Ее спрашиваясь никого, Аленка смело прошла в переднюю горницу.
— Челом, командирша! — сказала она по колымскому обычаю, касаясь рукою земли.
— Здравствуй, красавица! — ласково сказала Варвара Алексеевна.
Аленкино лицо поражало. Ее огромные глаза горели и дерзостью, и мукой, и бредовым безумием.
— Чья ты, милая? — продолжала Варвара Алексеевна.
«Чья» означает по-колымски вопрос о фамилии.
Но Аленка предпочла понять этот вопрос прямее.
— Викешина жальчиночка, — сказала она громко. — Викеши максола, твоего, стало быть, пасынка, а мужа твоего родимого сынка.
Варвара Алексеевна молчала, пораженная.
— Не убивайте его, — страстно молила Аленка, — все берите, только Викешу отдайте!
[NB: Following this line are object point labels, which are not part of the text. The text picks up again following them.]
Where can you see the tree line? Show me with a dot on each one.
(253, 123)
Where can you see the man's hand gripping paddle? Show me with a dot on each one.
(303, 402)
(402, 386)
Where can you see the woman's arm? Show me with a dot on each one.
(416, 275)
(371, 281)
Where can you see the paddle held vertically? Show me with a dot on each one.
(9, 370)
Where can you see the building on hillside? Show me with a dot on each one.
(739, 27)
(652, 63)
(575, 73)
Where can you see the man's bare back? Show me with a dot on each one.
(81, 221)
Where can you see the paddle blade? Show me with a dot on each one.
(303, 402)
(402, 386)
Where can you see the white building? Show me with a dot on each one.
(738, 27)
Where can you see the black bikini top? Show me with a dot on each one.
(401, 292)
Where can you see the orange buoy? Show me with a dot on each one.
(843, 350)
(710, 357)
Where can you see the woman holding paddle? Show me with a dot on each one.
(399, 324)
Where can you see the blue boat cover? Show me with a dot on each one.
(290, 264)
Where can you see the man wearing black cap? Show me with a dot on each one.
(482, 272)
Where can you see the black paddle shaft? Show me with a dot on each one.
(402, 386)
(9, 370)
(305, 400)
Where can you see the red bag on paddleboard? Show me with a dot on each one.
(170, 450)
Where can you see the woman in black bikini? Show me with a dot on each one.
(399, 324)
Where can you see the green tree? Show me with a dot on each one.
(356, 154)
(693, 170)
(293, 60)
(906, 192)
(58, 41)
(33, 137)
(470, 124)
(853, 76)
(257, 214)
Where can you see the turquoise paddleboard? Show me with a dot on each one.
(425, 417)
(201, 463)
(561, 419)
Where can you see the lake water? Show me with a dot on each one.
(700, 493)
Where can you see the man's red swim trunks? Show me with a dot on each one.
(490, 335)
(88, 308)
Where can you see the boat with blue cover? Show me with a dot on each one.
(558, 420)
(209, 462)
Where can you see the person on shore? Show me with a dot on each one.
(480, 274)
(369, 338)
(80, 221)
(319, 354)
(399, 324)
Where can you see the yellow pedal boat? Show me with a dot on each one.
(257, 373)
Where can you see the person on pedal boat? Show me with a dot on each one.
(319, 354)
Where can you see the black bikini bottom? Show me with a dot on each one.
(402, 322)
Мы уйдем далеко, в чукчи, в Амирику, за Черный пролив, владейте Колымскую землю.
Варвара Алексеевна широко усмехнулась.
— Вишь ты, какая горячая! Ну, пойдем выручать твоего кавалера!
Они проходили по той же обычной тропинке, сквозь обоз, мимо пулемета, близко от часового, стоявшего все так же неподвижно.
— Полковника не видел? — спросила мимоходом княгиня часового.
Авилов обычно вставал на заре и до зари делал обходы постов, разговаривал с часовыми, потом спускался на реку или уходил в ближайший лес.
И на этот раз часовой словоохотливо ответил:
— Полковник прошли на свету, изволили спуститься на реку.
Княгиня засмеялась.
— Видишь, какая незадача. Ну, все равно, пойдем. Сокол слетел, посмотрим твоего соколенка.
Но в избе они нашли не соколенка, а именно старого сокола. Он сидел на лавке с взъерошенными перьями и дикими глазами смотрел на снятую дверь и обнаженный нож, дрожавший в столовой доске.
Бывалая певица-девица свистнула по-мужски.
— Вон как! — сказала она. — Это молодой улетел, а старый-то остался…
— Не крушися, Викентий, «мужичка» упустил, так вот тебе «женка», из того же гнезда[49].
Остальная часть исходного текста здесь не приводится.